The point is, this model works like this: you wake up, you parse your parameters, then you poke the database. It tells you something, you emit something back to the client, then you go to sleep again or quit. There's nothing running between requests. Your data lives in the database and does not have a life of its own.

Think about what this means for a ticketing system. Tech #1 loads up the list of unassigned tickets. Then #2 loads it around the same time. #1 grabs a ticket. #2 sees it as unassigned and tries to grab that same ticket a minute later, and gets a warning: "this ticket is already assigned to #1".

This used to happen to us all the time, particularly since I was unforgiving about hitting the reload button in my browser instead of waiting for it to auto-refresh at the lowest permissible interval (2 minutes). When something popped up, I'd snag it. Then usually I'd hear something like "aww, I wanted that one!". Too slow!

Why did this happen? Easy. The ticket list page is static. Why is it static? Well, it's probably because there's no way to get dynamic updates from it. Their whole model is based around "run a query, build a page, emit it, and die". Nothing stays around to keep tabs on things.

So now let's try a different model. There's some kind of server process running which is keeping track of the active tickets. Those queue list requests from tech #1 and #2 come in to that server, and it just serves them out of RAM. Maybe it still throws back HTML, or maybe it gives them JSON and the clients render it. It works out the same.

Now tech #1 grabs the ticket. This happens via an AJAX request back to that server, and it updates both its internal storage and the backing database (you didn't think I was talking about all RAM and no disk, right?), then it sends an acknowledgement.

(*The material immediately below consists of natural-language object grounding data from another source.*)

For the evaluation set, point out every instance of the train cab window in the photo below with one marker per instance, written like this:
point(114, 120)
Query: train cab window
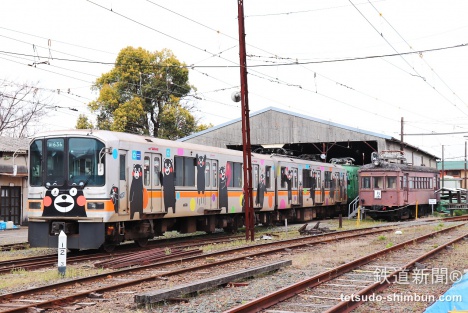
point(35, 164)
point(378, 182)
point(207, 174)
point(268, 176)
point(391, 182)
point(55, 161)
point(365, 182)
point(184, 171)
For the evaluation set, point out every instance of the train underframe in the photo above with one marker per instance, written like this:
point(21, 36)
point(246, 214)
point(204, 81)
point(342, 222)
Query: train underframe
point(396, 213)
point(82, 235)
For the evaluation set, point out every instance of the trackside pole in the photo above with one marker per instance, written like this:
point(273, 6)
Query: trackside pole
point(416, 209)
point(62, 253)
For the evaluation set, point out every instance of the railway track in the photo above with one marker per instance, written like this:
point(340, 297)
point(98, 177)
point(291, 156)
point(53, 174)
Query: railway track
point(343, 288)
point(65, 292)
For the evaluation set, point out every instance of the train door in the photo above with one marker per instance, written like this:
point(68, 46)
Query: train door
point(152, 182)
point(405, 187)
point(123, 183)
point(295, 185)
point(255, 189)
point(212, 172)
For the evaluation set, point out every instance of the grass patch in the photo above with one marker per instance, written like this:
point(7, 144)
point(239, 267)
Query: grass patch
point(30, 279)
point(381, 238)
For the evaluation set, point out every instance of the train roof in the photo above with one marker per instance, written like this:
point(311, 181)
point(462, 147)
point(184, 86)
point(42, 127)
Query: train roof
point(108, 135)
point(389, 167)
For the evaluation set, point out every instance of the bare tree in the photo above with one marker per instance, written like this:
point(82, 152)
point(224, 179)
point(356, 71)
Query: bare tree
point(21, 105)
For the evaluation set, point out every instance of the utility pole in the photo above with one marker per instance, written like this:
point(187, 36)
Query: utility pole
point(401, 141)
point(248, 201)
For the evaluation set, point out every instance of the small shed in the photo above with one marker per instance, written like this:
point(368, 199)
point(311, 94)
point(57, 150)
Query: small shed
point(13, 179)
point(281, 131)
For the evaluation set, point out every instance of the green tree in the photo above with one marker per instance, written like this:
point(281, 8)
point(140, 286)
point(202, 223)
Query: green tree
point(83, 123)
point(142, 94)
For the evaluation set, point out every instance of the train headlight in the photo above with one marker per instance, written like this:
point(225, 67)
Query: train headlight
point(95, 205)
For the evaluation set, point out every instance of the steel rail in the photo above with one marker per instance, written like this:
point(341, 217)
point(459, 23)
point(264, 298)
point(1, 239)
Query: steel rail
point(290, 291)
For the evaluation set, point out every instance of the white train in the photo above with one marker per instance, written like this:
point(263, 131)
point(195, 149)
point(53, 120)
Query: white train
point(102, 188)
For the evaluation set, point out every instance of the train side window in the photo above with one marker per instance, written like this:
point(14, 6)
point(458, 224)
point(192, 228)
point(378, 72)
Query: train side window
point(295, 178)
point(255, 176)
point(184, 171)
point(122, 166)
point(404, 181)
point(378, 182)
point(306, 178)
point(283, 177)
point(391, 182)
point(207, 174)
point(365, 182)
point(268, 176)
point(236, 172)
point(328, 179)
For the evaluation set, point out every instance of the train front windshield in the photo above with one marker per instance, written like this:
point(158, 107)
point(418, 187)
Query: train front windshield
point(70, 161)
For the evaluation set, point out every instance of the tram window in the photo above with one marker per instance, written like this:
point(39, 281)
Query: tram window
point(184, 171)
point(35, 166)
point(122, 166)
point(318, 178)
point(378, 182)
point(328, 179)
point(146, 171)
point(215, 174)
point(404, 181)
point(306, 178)
point(391, 182)
point(157, 171)
point(268, 176)
point(236, 172)
point(255, 176)
point(207, 174)
point(365, 182)
point(294, 185)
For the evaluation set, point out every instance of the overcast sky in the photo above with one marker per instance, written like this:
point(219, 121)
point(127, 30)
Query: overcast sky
point(364, 64)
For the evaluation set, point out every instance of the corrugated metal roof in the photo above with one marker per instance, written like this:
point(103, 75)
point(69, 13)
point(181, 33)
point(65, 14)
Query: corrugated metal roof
point(452, 165)
point(10, 144)
point(289, 113)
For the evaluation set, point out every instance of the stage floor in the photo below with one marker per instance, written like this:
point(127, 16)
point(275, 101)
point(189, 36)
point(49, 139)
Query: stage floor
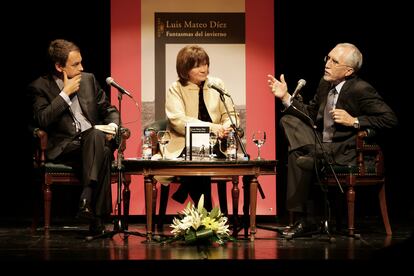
point(67, 250)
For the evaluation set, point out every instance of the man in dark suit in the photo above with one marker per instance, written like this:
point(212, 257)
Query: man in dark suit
point(68, 104)
point(343, 104)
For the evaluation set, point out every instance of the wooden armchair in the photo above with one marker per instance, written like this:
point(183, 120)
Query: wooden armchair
point(368, 171)
point(50, 173)
point(153, 128)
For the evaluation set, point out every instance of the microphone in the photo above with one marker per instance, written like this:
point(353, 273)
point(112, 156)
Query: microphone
point(110, 81)
point(218, 89)
point(301, 83)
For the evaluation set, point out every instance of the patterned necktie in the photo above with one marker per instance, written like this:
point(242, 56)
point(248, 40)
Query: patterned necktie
point(328, 121)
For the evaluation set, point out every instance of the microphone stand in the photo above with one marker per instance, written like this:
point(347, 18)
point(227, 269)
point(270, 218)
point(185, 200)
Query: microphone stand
point(120, 227)
point(234, 127)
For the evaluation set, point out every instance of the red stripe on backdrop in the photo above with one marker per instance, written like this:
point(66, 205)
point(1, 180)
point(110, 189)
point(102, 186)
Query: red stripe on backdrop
point(260, 103)
point(126, 70)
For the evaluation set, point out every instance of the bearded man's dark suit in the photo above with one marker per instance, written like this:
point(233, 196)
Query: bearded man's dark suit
point(89, 150)
point(360, 100)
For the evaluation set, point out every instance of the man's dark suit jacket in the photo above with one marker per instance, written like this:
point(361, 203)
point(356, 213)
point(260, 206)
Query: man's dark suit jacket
point(53, 115)
point(360, 100)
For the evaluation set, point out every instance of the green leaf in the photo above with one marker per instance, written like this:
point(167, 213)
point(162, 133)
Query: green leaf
point(200, 203)
point(214, 213)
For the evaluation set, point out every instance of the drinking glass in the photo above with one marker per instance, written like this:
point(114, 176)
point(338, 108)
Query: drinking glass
point(259, 138)
point(164, 137)
point(212, 141)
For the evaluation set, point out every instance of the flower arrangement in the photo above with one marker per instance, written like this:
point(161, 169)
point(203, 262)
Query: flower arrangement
point(197, 226)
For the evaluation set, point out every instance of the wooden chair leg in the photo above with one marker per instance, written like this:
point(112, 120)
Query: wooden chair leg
point(222, 195)
point(384, 212)
point(165, 191)
point(350, 196)
point(47, 194)
point(126, 195)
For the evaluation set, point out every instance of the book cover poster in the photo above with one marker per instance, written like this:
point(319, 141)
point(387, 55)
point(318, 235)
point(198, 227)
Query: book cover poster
point(197, 140)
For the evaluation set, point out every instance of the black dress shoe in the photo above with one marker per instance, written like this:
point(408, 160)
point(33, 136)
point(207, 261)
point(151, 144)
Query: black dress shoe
point(85, 211)
point(301, 229)
point(97, 227)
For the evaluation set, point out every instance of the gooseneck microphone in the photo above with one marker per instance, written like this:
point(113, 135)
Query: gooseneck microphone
point(110, 81)
point(301, 84)
point(218, 89)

This is the point where the magic can happen. The server knows who's looking at a ticket list which includes the one which was just changed. It can now deliver some kind of lightweight update to those clients. Whether that happens over some kind of long-poll scheme, or if it queues up until they check in isn't too important here.

The important part here is that tech #2's browser finds out the ticket has just been assigned to someone and it can update the display. Tech #2 will see this and pick another one instead. The window in which they can conflict with each other has now gone from the 2-5 minute refresh interval on the ticket list down to (hopefully) the order of tens of milliseconds.

All you're doing here is moving the aggregation of data up one level from the database into a smart application/server. Instead of having to issue tons of dumb redundant SELECTs every time someone reloads a ticket, just serve it out of memory! You can then drop any ticket out of memory after it hasn't been touched in a while.

Doesn't this sound so much nicer than having dozens of URL end points, each for a slightly different action that can happen through a web page? Oh, THIS one is for changing the subject of a ticket, while THAT one is for changing the assignee! Imagine a tree full of little Python programs, or (gag) PHP scripts all over the place. It happens!

Really, what you want to do is send well-defined commands with an argument or two from the client (web browser) to the server (ticket tracker) and get properly-formatted data back. All of this HTTP business in the middle is just fluff.

Will I still build the simple stateless URL-to-database stuff from time to time? Of course. It's easy, and it's a fast way to start messing with a new idea. Still, there's a point here: before such a system gets to the point where it assaults my database, I'll have already started on the stateful server.

I've seen the alternative. They just kept trying to make this one poor little box running Postgres scale up and up and up. At some point, you have to try something different.

When it takes 45 seconds to load a list of tickets, you have failed.


December 24, 2011: This post has an update.